Bollinger Bands were created by American author and technical analyst, John Bollinger. They are a popular technical analysis tool used to identify market volatility, but they can also be used to generate potential buy and sell signals. They are made up of three lines:
- One simple moving average (SMA) usually 20 days/hours/etc. (Middle band)
- The SMA plus two standard deviations (Upper band)
- The SMA minus two standard deviations (Lower band)

The unique feature of Bollinger bands is that they can be interpreted in several different ways. They can be used to create trading strategies for sideways markets or trending markets, but you need to be clear and consistent in the way you use them.
Firstly, let’s look at the pros and cons of using Bollinger Bands.
Advantages:
- They give a quick illustration of price volatility to help traders assess current market conditions. They are dynamic since the bands expand when markets are volatile and contract when the price is moving sideways.
- They can be used to identify overbought and oversold market conditions. When the price approaches the upper band, the market may be considered overbought and when the price approaches the lower band, it indicates oversold levels.
- They can provide buy and sell signals in both trending and rangebound markets. Unlike many other indicators, Bollinger Band offer several different trading strategies, some applicable in range-bound markets and others in trending markets. (See the strategies below for more details).
- They can be combined with other indicators such as RSI, stochastics or even price patterns to reinforce other trade signals.
Disadvantages
Despite their many advantages, Bollinger Bands are by no means infallible.
- They can give false signals in trending markets. In strong uptrends/downtrends, the price can track along one of the bands, leading to premature trade exits or failed counter-trend trades. Also, in very volatile markets, a sudden price spike can break out quickly, causing misleading signals.
- They are seen as lagging indicators. Since they’re based on a moving average, some Bollinger Band strategies can give delayed trading signals.
- The range of Bollinger Band trading strategies is an advantage but also a drawback, since trading signals may be interpreted differently. For example, a touch of the lower band could indicate a breakout (sell signal) to some traders, but a reversal within a range (buy signal) to others.
Bollinger Band Trading Strategies
We’ve outlined three strategies below. Note that they are independent of each other and are each designed for different market conditions.
- Range trading strategy
When the price is trading in a sideways range, it tends to oscillate up and down between the upper and lower bands. The assumption for this strategy to work is that the price will continue to trade sideways, continually reverting to mean at the moving average.
A buy signal is given when the price dips below the lower band and then closes back above it, while a sell signal is given when the price breaks above the upper band and then closes back below it. Profits can be taken either at the moving average or at the opposite band.

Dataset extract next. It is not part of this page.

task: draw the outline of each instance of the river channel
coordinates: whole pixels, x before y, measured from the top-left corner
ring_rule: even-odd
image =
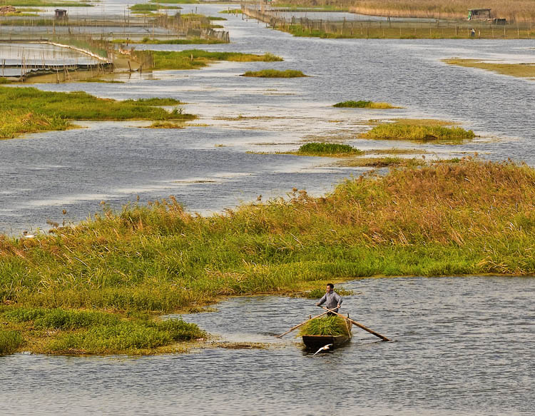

- Pinch or Squeeze Strategy
The assumption here is that, before big moves, the price will experience a particularly low volatility period which will “pinch” or “squeeze” the bands tightly together.
When traders see this tightening, they can either set up a straddle trade (setting a buy order above the recent range and a sell order below) or wait for the breakout (above the top band or below the bottom band) and simply trade in that direction. They may also use other indicators to confirm the trade.

- Trend Reversal Strategy
This strategy works best when used in conjunction with chart patterns such as double tops and bottoms or head & shoulders.
The key feature here is that (in an uptrend) the price makes a high outside the upper band, followed by a subsequent high inside the upper band. The Bollinger Band is illustrating the fading upward momentum, while the chart pattern provides further evidence that a trend may be about to reverse. Once the 2nd high is confirmed inside the upper band, a sell signal is generated for the potential trend reversal.
The exact same process can be applied in downtrends.

Conclusion
Bollinger Bands are extremely versatile indicators, generating several different types of trading signals in sideways and trending markets. It is always sensible to confirm Bollinger Band signals with other indicators, such as RIS or MACD, and avoid blindly jumping into trades just because the price hits one of the bands.
Bollinger Bands are certainly worth considering as part of your trading strategy, but make sure to fit the correct strategy to the current market conditions.